On November 22, 1963, while his supervisors were at lunch, he received the first reports of President Kennedy's assassination. After consulting the newsroom manual and failing to find instructions, he ran the story on air with an announcer. Despite being reprimanded, he was promoted to producer of Across Canada, working with Alex Trebek and Lloyd Robertson.

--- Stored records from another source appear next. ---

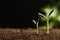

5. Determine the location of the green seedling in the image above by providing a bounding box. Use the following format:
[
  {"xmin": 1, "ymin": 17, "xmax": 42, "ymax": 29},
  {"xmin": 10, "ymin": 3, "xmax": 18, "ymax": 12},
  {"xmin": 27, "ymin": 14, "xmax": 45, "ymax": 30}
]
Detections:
[
  {"xmin": 32, "ymin": 20, "xmax": 39, "ymax": 34},
  {"xmin": 38, "ymin": 9, "xmax": 54, "ymax": 34}
]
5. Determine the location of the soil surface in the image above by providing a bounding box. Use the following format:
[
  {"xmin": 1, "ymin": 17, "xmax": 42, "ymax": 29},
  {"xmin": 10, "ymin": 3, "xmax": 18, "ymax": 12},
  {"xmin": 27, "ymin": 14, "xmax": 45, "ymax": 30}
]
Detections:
[{"xmin": 0, "ymin": 28, "xmax": 60, "ymax": 40}]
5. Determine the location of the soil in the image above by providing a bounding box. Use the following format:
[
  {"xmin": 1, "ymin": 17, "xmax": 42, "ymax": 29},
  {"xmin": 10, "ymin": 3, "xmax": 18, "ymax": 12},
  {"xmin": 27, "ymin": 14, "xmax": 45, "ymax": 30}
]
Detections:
[{"xmin": 0, "ymin": 28, "xmax": 60, "ymax": 40}]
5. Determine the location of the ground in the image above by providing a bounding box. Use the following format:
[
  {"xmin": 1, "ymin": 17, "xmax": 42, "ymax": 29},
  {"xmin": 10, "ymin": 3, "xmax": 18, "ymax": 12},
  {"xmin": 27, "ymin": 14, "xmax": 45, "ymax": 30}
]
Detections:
[{"xmin": 0, "ymin": 28, "xmax": 60, "ymax": 40}]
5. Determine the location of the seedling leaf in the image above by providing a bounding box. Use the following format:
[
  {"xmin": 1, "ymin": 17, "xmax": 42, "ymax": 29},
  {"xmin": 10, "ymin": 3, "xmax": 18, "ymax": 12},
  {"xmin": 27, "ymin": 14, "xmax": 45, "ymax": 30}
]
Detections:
[
  {"xmin": 48, "ymin": 9, "xmax": 54, "ymax": 16},
  {"xmin": 32, "ymin": 20, "xmax": 36, "ymax": 24},
  {"xmin": 38, "ymin": 13, "xmax": 46, "ymax": 18}
]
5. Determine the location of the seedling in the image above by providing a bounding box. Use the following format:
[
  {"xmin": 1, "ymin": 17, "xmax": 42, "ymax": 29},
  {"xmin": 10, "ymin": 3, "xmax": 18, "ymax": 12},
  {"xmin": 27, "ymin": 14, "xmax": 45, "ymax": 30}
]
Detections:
[
  {"xmin": 38, "ymin": 9, "xmax": 54, "ymax": 34},
  {"xmin": 32, "ymin": 20, "xmax": 39, "ymax": 34}
]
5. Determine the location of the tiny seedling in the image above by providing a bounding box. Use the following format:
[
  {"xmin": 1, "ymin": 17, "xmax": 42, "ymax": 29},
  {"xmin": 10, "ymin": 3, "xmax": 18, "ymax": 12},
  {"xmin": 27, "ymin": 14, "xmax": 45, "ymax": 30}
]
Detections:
[
  {"xmin": 38, "ymin": 9, "xmax": 54, "ymax": 34},
  {"xmin": 32, "ymin": 20, "xmax": 39, "ymax": 34}
]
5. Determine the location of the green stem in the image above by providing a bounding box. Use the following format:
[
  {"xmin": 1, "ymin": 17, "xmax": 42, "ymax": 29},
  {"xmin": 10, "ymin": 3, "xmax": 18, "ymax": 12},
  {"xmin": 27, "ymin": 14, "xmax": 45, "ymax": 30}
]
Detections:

In 1964, he covered the Beatles' visit to Toronto, interviewing Ringo Starr on the runway. While at CBC, Tucker also edited the West Indian Reporter, Toronto's first Black newspaper.

His 1968 CBC interview with Stokely Carmichael in Montreal was a career highlight. Tucker was present in Montreal for John Lennon and Yoko Ono's 1969 bed-in for peace. Among his assignments were the 1960s civil rights movement and the 1970 Front de libération du Québec kidnapping of James Cross.

He relocated to Châteauguay, a suburb of Montreal, in 1970. Working for CBC's Montreal office, he was frequently on radio and at times on television.

While reporting, he simultaneously began working as a radio and journalism teacher at John Abbott College in 1972. Tucker had also begun a master's degree at Sir George Williams College (later Concordia University), finishing it in 1975.

Years later, he went on to author three novels, one published in 1994 and the other in 2004. He retired first from CBC in the mid-1990s and then from teaching in 2008.

==Death==
Ernest Tucker died on January 3, 2019, at Anna-Laberge Hospital in Châteauguay, Montreal, Quebec, Canada, at the age of 87.

==Works==
- Underworld Dwellers (1994)
- Lost Boundaries (2004)

==Awards and honors==
Ernest Tucker was the first black reporter at The Royal Gazette.

Ernest Tucker was among the first Black people in the Canadian journalism industry. Tucker's career included being the first Black student at Ryerson's School of Journalism, first Black journalist at CBC, first to report Kennedy's assassination for CBC, and a reporter for Toronto's first Black newspaper.

He was among 12 Ryerson journalism alumni honored in 2013, the school's diamond anniversary year, for "Making A Mark" in their careers.

In 2020, Ernest Tucker was posthumously inducted into the CBC News Hall of Fame. He is the seventh inductee.